On the homefront, we'll be doing some winter cleaning this weekend. My house is a wreck and there are excuses and good ones, but we still gotta clean it. Hubby is working overttime again and, although it's making me just as crazy as ever not having him around, the extra money to pay off bills is nice so, I hold my complaining and screaming down to a dull roar. I'm also putting in some OT of my own, which I've never had the luxury of doing here before (they're so funny about that). Anyway, with our new systems and email snafus galore, we've become so backlogged that the extra hours a week are really aiding in keeping us a float. We're also a man short so, that doesn't help matters either.

It's so nuts that I just got back from vacation a few weeks ago and I feel like I need one. My coworker is going to Vegas next week and I couldn't be more thrilled (and jealous). I think a nice long weekend away from everything would do me good. Unfortunately, I don't think I'll be getting that anytime soon.

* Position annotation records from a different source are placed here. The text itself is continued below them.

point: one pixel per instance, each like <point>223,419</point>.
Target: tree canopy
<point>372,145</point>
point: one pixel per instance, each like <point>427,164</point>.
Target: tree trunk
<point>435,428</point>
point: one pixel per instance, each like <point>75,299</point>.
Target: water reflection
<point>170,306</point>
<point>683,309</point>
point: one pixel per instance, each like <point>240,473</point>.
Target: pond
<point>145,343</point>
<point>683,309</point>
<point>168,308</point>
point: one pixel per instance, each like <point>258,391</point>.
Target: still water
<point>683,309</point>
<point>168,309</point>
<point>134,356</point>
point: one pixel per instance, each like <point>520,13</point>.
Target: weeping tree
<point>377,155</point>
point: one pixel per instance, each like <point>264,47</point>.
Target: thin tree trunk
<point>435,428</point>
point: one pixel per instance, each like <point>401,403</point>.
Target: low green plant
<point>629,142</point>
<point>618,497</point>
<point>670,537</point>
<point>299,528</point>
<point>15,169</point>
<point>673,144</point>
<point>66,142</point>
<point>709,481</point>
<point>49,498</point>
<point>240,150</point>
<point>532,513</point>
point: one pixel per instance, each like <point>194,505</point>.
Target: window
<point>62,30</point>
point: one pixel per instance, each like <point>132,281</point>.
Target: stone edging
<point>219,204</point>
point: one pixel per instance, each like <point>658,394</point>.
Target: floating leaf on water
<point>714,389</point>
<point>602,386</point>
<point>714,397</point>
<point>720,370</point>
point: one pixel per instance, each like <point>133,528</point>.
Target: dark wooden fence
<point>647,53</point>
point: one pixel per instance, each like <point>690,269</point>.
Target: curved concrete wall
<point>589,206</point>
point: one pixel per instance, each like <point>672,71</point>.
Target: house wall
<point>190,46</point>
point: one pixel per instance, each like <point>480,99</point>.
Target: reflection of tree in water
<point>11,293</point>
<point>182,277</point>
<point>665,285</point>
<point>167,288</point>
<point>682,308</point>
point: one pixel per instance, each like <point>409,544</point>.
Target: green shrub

Finally, my neigborhood feels like a soap opera recently. Here's some background: my next door neighbors are a cute couple and their two little girls. One is five, almost six and the other is four. They are a mixed couple from very different backgrounds (the husband is latino, raised in California by a very strict family but also a traditional family in which the husband's word is law and the men rule the roost). The wife, a caucasian stay-at-home-mom, is from a broken family here in Utah. Her father raised she and her sisters, primarily due to her mother's drug abuse. So, the husband is military and works out of state a lot. He had a one-night-stand in Ohio with a woman and a child resulted (his only son). She, the adultress, sued for child support and wanted so much that his girls and wife would have been without anything. The court decided on a fair amount and the couple went into counseling together. Mom/Wifey was glad that they were working things out, but she told him that one more incident and they were finished.

A couple of months ago, she was telling me that their oldest daughter told her that daddy was kissing mommy's sister. Well, that did it. The couple separated and the father (who was now working in Arizona), began establishing residency there. He has the girls and they've started school. We've noticed all sorts of strange vehicles next door, late nights of furniture moving in and out, people we've never seen before (and never see again, for that matter) and wifey has dropped a significant amount of weight. Being that my neighbor across the street and my hubby are both cops, they've put two and two together. Now, there is a for sale sign in their lawn. She claims he won't let her see her kids. I asked her if she's looking for work (since she's living off her family) and she says she's trying. Personally, I'd be mopping floors at McDonald's, if it came to supporting myself and/or my children. You do what you have to, right? She also says he sent child and family services after her because he believed she was smoking meth in front of their kids. In front, behind, outside? Wherever it's happening, this is not a good thing. She's supposed to get them this weekend for a week's long visit. The oldest doesn't want to see her at all because she believes mommy will take her from daddy. The youngest is too young to really understand all the drama. We'll see what happens...

Wednesday, September 06, 2006

Wow, way too much going on...

The work load is crazy over here. I'll be back soon (hopefully, later this week).